Office subletting has been around for ages, so dont know what all the fuss over WeWork is about.

So has paying people to pick you up in a car and driving you to a destination, and yet Uber managed to become huge even though there had previously been an existing taxi industry.

The idea of subletting office space has been around for ages, but it's how wework does it that is different.

-1 ( +0 / -1 )

This IPO is gonna go off the rails. The principles get rich, the investors get soaked, the public picks up the tab.

1 ( +2 / -1 )

co-founder Adam Neumann, such as personally investing in real estate before renting it back to WeWork

Ha ha! - like a dodgey ponzi account setup.

1 ( +1 / -0 )

Founder is a bigger liability than anything else... changed the company name and the company had to buy the rights to the new name for $6million because they were already owned. The owner was the founder. How will any of the nonsense like that even pass the American security commission before listing?

You would have to be insane, or SoftBank, to even consider investing.

0 ( +0 / -0 )

The company lost $1.9 billion last year with revenues of $1.8 billion.

So the company actually lost $100 Million and they expect their initial offering, prior to it being lowered, at $47 Billion?

Why would someone want to invest in a business that is already loosing money prior to it being on the open market?
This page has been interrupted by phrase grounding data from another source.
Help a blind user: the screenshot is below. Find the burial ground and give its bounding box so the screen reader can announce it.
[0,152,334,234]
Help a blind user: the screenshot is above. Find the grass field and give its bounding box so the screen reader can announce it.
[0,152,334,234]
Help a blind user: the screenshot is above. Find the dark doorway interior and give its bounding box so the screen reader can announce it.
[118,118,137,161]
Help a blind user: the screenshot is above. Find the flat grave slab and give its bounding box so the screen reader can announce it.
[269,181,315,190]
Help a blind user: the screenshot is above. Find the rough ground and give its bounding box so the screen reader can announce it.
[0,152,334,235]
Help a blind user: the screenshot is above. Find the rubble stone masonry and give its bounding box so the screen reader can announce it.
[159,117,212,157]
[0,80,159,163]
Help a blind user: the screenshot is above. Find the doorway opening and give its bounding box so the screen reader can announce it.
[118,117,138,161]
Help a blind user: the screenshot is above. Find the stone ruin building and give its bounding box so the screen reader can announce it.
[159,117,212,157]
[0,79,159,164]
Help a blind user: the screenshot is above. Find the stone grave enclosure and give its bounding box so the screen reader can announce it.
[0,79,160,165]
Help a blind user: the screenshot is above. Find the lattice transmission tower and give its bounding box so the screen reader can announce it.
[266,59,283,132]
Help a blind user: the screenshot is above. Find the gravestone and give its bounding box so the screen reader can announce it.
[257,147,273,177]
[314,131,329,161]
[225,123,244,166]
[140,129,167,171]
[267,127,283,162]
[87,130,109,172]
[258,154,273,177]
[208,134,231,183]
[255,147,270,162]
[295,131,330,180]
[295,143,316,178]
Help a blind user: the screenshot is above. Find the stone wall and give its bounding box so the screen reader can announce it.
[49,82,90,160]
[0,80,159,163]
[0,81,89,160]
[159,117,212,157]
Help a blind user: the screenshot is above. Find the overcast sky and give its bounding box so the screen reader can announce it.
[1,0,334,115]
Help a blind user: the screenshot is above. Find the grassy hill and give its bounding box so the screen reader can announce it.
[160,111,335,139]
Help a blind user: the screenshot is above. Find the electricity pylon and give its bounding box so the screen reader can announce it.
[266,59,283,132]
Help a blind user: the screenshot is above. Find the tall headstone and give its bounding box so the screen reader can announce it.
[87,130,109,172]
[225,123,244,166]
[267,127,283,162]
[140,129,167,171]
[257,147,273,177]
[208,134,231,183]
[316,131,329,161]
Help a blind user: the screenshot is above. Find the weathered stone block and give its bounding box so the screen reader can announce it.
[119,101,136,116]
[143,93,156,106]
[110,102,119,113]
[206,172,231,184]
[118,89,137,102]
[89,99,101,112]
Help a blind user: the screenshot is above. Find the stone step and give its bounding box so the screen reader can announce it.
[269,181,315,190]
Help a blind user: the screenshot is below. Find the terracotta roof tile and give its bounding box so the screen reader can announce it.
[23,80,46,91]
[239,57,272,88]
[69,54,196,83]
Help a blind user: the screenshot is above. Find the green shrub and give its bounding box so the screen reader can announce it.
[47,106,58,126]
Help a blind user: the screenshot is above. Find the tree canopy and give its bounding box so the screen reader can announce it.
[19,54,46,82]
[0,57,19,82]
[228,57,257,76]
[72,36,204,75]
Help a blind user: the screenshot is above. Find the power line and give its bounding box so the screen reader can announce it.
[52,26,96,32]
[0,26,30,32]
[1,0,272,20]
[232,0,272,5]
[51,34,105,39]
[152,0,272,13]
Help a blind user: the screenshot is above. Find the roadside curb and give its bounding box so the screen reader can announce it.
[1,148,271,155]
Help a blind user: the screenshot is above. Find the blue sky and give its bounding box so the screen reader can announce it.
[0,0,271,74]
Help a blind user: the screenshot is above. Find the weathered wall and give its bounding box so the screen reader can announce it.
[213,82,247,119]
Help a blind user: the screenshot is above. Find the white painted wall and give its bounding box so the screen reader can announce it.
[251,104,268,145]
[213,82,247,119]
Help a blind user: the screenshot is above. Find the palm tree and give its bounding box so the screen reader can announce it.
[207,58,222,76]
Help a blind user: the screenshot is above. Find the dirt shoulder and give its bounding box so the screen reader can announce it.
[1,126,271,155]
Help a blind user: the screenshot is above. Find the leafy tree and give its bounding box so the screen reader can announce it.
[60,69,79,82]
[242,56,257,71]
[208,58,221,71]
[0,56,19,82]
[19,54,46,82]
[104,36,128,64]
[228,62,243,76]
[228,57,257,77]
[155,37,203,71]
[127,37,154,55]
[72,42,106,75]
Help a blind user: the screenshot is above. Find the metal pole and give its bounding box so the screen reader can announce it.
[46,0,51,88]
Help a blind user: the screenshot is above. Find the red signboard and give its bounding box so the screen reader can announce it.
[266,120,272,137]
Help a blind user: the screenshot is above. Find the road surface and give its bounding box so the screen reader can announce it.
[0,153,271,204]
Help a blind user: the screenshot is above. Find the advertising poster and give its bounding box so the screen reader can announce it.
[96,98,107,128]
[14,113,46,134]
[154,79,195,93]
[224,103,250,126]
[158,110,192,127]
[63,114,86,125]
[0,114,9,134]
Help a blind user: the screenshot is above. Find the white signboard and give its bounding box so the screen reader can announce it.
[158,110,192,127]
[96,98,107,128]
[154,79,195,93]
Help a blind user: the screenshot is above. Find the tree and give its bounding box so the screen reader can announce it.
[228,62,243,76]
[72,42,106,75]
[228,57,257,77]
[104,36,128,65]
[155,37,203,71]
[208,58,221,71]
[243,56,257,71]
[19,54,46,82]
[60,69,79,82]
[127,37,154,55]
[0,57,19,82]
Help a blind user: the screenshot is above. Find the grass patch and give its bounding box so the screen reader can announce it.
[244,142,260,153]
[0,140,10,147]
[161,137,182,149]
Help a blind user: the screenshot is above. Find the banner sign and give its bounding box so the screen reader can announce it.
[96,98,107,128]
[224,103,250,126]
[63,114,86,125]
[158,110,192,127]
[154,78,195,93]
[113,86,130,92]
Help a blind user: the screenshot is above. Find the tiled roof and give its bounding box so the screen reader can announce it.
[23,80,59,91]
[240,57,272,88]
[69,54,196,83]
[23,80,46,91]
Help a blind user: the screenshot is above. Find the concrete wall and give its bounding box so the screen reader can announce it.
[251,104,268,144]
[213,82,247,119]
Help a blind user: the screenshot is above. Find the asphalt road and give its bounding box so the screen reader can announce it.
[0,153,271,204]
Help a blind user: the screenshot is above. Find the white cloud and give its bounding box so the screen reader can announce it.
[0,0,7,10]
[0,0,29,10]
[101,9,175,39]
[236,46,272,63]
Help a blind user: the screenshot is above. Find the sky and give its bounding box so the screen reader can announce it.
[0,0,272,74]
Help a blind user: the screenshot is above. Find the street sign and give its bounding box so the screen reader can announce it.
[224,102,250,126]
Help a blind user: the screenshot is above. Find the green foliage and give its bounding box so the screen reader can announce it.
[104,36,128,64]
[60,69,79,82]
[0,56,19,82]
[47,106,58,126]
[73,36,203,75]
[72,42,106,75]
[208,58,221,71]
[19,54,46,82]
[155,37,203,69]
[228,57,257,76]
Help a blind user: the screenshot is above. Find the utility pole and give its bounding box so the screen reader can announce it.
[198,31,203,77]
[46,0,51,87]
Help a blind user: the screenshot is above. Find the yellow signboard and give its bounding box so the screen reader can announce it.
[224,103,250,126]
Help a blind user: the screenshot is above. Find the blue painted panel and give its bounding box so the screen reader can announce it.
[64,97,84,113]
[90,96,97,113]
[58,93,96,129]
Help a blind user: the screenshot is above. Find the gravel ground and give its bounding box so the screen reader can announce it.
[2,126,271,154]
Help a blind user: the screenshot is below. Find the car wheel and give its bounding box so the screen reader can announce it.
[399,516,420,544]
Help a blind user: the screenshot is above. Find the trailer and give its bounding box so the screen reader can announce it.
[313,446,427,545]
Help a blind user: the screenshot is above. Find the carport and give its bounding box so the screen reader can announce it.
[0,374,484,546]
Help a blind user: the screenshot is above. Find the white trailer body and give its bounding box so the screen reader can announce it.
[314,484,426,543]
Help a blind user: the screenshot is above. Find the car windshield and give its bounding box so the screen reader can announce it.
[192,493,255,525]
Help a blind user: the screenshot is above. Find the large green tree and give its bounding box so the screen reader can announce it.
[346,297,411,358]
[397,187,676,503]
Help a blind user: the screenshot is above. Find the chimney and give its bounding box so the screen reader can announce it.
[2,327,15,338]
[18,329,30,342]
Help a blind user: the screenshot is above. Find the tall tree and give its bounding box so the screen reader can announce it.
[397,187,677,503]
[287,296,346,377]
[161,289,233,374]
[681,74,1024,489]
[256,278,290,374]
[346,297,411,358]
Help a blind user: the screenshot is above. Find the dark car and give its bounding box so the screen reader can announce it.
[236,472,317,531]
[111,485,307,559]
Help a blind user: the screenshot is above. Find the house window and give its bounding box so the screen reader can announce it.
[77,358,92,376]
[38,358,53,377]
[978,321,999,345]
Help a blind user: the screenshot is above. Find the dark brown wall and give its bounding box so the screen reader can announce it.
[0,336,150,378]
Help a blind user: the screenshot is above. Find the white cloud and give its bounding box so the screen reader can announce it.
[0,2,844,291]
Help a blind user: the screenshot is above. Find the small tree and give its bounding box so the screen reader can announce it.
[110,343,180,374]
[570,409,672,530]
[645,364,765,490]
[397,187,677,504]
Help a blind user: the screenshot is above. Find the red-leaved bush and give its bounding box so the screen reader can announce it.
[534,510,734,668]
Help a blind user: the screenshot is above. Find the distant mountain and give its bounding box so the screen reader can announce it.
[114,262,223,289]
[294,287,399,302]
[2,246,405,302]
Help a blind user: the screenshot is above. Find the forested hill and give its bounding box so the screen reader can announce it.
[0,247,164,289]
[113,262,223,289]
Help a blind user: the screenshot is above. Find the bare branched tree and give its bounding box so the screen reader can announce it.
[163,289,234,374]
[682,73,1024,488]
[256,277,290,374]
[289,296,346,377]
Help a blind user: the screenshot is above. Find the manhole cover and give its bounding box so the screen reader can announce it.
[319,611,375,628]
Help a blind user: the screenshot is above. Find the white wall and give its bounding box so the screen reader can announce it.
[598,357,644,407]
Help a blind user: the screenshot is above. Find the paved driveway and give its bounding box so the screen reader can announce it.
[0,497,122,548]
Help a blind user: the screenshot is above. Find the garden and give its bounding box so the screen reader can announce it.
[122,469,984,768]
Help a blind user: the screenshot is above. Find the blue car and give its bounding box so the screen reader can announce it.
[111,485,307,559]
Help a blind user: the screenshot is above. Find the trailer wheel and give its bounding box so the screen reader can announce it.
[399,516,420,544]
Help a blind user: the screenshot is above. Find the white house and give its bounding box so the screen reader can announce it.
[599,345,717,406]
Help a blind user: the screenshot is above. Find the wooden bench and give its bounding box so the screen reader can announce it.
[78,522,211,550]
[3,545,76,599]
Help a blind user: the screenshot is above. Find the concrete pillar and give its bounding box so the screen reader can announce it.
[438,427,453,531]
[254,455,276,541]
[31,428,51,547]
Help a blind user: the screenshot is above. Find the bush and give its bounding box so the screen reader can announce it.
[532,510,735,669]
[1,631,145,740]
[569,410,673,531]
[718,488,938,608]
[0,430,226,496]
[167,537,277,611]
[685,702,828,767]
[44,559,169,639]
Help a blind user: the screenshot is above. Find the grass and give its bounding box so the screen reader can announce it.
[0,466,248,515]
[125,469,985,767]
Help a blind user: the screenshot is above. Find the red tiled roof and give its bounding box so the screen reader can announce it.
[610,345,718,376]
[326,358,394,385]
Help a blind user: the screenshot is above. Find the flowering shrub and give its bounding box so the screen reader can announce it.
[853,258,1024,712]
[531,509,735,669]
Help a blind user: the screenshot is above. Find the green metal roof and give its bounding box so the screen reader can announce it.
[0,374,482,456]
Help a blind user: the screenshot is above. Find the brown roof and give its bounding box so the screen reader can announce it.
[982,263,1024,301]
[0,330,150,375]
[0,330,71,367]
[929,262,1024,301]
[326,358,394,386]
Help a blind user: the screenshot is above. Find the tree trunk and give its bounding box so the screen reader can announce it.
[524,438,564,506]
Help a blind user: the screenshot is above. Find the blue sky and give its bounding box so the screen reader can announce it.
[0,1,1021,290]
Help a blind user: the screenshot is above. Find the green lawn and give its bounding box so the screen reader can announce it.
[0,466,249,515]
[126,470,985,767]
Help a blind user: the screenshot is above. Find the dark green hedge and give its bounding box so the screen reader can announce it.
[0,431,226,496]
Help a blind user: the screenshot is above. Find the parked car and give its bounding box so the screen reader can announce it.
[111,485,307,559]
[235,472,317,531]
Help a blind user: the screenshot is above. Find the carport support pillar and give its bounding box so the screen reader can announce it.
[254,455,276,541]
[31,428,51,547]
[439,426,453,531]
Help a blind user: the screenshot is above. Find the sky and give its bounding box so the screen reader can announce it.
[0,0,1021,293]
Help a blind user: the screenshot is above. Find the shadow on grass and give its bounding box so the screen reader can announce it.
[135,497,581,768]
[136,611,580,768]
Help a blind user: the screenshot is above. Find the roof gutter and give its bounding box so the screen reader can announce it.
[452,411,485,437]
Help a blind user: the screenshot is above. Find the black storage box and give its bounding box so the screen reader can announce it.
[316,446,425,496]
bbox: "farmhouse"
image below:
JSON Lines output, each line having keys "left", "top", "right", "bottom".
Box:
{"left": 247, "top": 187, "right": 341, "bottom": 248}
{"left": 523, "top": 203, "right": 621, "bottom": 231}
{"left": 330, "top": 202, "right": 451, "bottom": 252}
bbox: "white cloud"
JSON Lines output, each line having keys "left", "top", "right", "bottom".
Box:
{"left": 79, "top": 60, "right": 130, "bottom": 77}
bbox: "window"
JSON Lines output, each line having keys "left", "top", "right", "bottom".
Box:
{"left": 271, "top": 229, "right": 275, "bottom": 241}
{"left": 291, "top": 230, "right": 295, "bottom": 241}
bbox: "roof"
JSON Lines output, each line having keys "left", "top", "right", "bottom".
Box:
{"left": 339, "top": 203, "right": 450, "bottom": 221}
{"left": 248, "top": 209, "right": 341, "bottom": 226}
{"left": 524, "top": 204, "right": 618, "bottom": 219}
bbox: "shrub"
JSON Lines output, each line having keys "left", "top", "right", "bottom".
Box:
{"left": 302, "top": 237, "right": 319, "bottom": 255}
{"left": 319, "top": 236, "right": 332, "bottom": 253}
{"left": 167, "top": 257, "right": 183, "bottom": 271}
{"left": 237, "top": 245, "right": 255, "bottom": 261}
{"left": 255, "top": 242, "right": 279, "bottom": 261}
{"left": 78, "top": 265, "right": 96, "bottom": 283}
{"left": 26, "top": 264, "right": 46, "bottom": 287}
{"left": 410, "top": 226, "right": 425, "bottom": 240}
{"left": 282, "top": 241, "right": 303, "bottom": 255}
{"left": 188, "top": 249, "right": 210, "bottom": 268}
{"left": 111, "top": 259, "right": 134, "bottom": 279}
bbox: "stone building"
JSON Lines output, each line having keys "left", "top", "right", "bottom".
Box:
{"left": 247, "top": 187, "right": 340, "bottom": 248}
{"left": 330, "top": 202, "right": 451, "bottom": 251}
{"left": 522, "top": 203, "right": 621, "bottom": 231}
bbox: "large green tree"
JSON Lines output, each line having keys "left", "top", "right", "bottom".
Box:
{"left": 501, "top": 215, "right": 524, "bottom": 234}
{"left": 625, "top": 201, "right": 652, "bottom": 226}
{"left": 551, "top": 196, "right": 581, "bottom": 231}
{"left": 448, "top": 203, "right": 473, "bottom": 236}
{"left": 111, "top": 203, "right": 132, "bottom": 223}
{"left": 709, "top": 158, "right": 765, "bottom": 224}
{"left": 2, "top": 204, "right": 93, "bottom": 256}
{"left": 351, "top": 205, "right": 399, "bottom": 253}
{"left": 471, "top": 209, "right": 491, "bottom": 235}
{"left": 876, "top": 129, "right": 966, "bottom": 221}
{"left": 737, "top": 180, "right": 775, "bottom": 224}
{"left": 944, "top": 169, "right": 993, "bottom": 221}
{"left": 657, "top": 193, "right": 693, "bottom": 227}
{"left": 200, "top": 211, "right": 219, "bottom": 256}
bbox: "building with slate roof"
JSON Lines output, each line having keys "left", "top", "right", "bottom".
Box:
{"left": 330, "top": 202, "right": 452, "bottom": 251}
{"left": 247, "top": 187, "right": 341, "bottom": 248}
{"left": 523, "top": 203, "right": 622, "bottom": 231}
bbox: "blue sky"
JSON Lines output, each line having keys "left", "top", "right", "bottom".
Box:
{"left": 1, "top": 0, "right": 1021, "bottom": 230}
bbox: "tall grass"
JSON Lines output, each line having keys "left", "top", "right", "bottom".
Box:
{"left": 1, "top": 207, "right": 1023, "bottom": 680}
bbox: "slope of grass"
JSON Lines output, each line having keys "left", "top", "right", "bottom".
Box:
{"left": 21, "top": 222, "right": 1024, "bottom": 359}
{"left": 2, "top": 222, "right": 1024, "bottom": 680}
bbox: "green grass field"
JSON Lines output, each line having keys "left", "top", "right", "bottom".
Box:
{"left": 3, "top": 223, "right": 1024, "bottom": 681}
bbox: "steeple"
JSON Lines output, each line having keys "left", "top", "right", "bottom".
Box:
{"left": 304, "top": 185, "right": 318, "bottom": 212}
Also, knowing a little about how Japanese do business here, this company is not going to do well in any areas outside of Tokyo or Osaka (maybe) and their prospects for real growth are limited here. Renting office space here is not cheap, and for their plan to work, they need to be in highly traveled areas, which have even higher rental costs, so I find it hard to believe how they are going to make any money here in Japan. (There are a bunch of other reasons as well! Just mentioned one major one!)